Intelligent Document Processing with MuleSoft RPA and AWS
In today's fast-paced business environment, companies are looking for ways to streamline operations and increase efficiency. Manual document processing — whether it be invoices, resumes, or customer data — can be time-consuming and error-prone, creating operational bottlenecks and inefficencies. With MuleSoft RPA and AWS, companies can streamline their operations by using intelligent automation to increase the efficiency and accuracy of their document processing.
Sadhana Nandakumar (00:11):
Organizations are looking to innovate every corner of their business to improve efficiency and reduce costs. Teams spend about 10 hours a week on repetitive tasks, mostly extracting and processing data from documents. As per Gartner, by 2025, 50% of the B2B invoices worldwide will be processed and paid without manual intervention. MuleSoft RPA provides the ability to automate routine workflows at speed and scale anywhere across your business, saving time and cost.
Meet Mary, an accounts payable person at Acme Corporation. Mary and her team spend a substantial amount of time every week processing invoices from vendors. Vendors email invoice documents to Mary's team, which they then extract, validate, and update on the legacy management system. Additionally, it is also possible for vendors to send in invoices in other languages during which her team has to work with the translator to extract and update the information. On average, this process takes about 30 minutes a day, and Mary and her team receive about 50 invoices per week while the team is very skilled at their work. The expansion of business by Acme Corporation has added pressure on Mary and her team leading to costly manual processes and human errors. MuleSoft RPA's intelligent document processing capability can help automate all of these repetitive tasks and let Mary and her team focus on other activities that need intervention. Let us now look at this use case in action.

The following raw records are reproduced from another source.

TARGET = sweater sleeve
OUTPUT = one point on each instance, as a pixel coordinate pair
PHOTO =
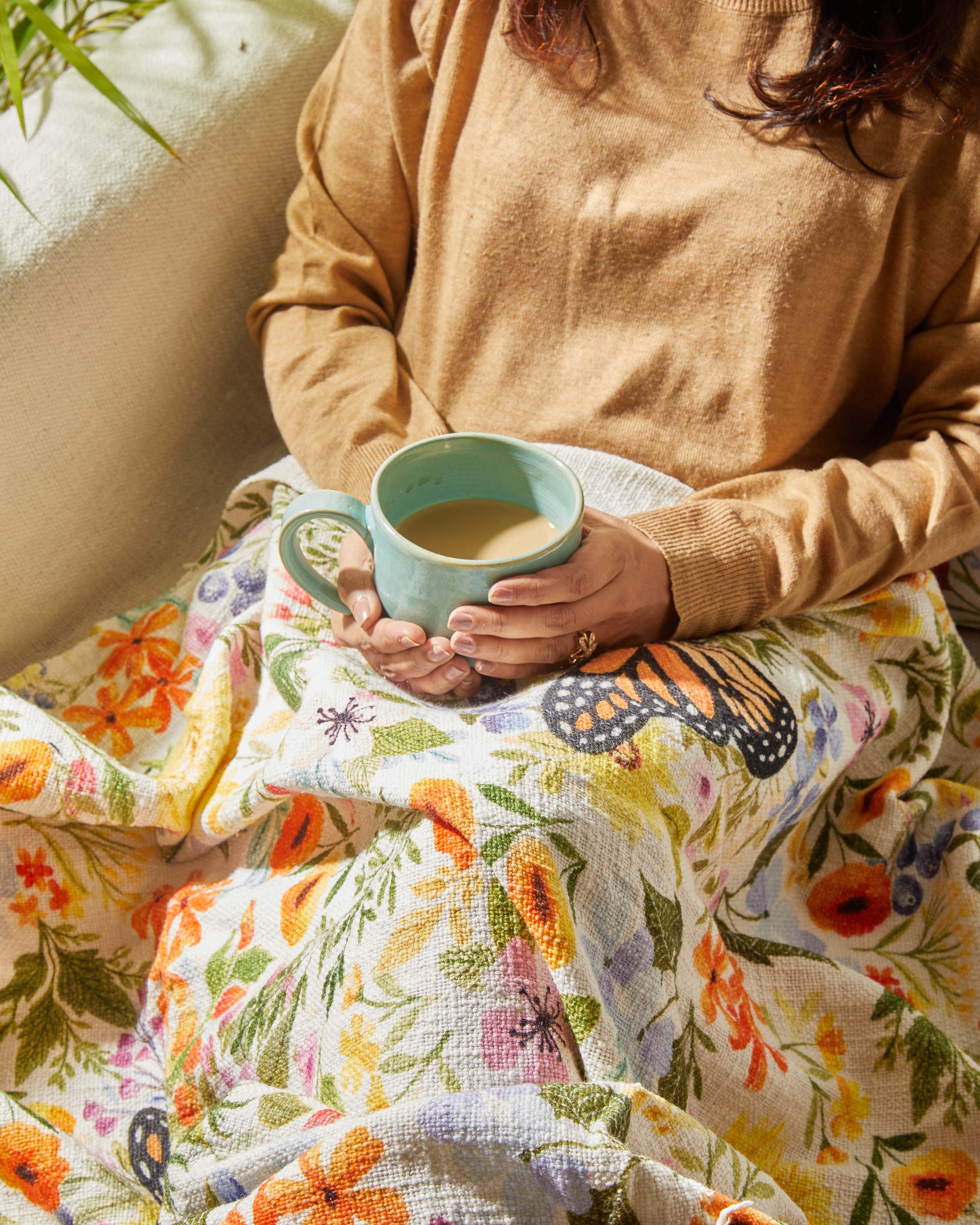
(775, 543)
(341, 394)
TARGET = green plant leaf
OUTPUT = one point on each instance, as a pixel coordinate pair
(666, 924)
(42, 1029)
(755, 949)
(505, 799)
(465, 967)
(279, 1109)
(95, 76)
(505, 918)
(9, 63)
(249, 966)
(410, 737)
(29, 974)
(582, 1014)
(86, 987)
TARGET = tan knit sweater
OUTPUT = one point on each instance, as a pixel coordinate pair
(479, 243)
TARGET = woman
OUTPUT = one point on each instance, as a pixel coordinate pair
(592, 227)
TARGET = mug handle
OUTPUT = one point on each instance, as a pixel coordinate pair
(325, 504)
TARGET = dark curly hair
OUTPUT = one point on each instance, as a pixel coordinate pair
(862, 52)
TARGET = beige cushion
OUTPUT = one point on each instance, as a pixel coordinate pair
(132, 397)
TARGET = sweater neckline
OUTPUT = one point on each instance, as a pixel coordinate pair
(762, 8)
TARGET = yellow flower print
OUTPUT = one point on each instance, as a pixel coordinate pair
(849, 1109)
(831, 1043)
(534, 887)
(457, 887)
(353, 983)
(360, 1053)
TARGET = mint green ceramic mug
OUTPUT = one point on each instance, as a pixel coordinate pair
(413, 584)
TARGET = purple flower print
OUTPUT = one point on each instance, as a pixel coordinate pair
(212, 588)
(103, 1121)
(534, 1029)
(252, 584)
(564, 1178)
(867, 716)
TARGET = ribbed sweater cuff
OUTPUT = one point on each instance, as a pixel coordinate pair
(717, 570)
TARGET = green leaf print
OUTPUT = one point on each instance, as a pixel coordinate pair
(249, 966)
(666, 925)
(587, 1104)
(279, 1109)
(30, 971)
(42, 1031)
(118, 789)
(86, 987)
(410, 737)
(505, 919)
(582, 1014)
(465, 967)
(755, 949)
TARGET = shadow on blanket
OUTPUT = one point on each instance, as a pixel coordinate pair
(687, 928)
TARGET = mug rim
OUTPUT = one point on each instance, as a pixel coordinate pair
(427, 554)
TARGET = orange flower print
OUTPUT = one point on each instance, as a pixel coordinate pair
(188, 1104)
(300, 902)
(536, 889)
(141, 646)
(30, 1163)
(852, 901)
(300, 835)
(24, 769)
(182, 914)
(152, 914)
(716, 1203)
(938, 1184)
(172, 687)
(247, 928)
(831, 1043)
(448, 805)
(329, 1197)
(34, 873)
(870, 805)
(26, 908)
(114, 715)
(729, 998)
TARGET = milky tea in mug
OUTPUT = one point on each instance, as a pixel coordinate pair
(471, 497)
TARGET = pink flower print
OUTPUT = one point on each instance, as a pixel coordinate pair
(103, 1121)
(867, 716)
(305, 1058)
(199, 634)
(534, 1029)
(704, 790)
(81, 782)
(122, 1056)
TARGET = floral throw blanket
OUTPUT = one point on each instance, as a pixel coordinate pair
(688, 935)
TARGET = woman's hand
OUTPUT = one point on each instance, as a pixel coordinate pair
(397, 650)
(617, 585)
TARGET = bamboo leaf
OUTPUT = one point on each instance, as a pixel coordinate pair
(95, 76)
(9, 63)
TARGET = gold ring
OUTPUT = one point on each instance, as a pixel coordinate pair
(585, 647)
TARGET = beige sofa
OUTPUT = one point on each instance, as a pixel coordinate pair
(132, 397)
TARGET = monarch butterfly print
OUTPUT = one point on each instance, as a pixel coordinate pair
(605, 701)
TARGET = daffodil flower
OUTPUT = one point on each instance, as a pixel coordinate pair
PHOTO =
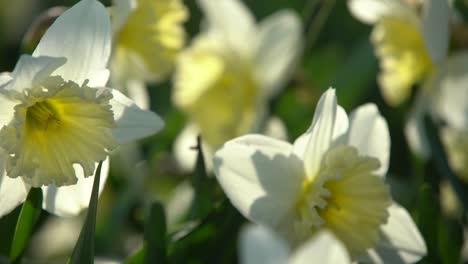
(148, 37)
(445, 99)
(259, 244)
(332, 177)
(58, 120)
(224, 79)
(410, 39)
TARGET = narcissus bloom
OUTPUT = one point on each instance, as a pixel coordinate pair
(410, 38)
(224, 79)
(259, 244)
(444, 98)
(57, 118)
(331, 177)
(148, 36)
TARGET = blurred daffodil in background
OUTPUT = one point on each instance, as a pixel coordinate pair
(445, 99)
(148, 37)
(258, 244)
(332, 178)
(225, 78)
(58, 118)
(410, 39)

A vendor sends the service invoice in Spanish via email to Acme Corporation. As soon as the email is received the automation downloads the image, extracts the data, and updates it on the legacy account management system. Notice that the invoice data is also translated into English before the update. The entire process, including validation on the invoice, was performed automatically in less than a minute.
Let us now look at how the data was ingested, extracted, analyzed, and updated on the target system. MuleSoft Composer can pick up the new email event and call our intelligent document processing capability to extract and update the information. This is hard to reach by APIs. RPA Builder's Mail Operation Toolbox item allows developers to quickly build and deploy an RPA bot that provides the ability to read the email and download the attachment for document processing once the data is available. The AWS document processing toolbox tools can be used to analyze and translate the documents contents.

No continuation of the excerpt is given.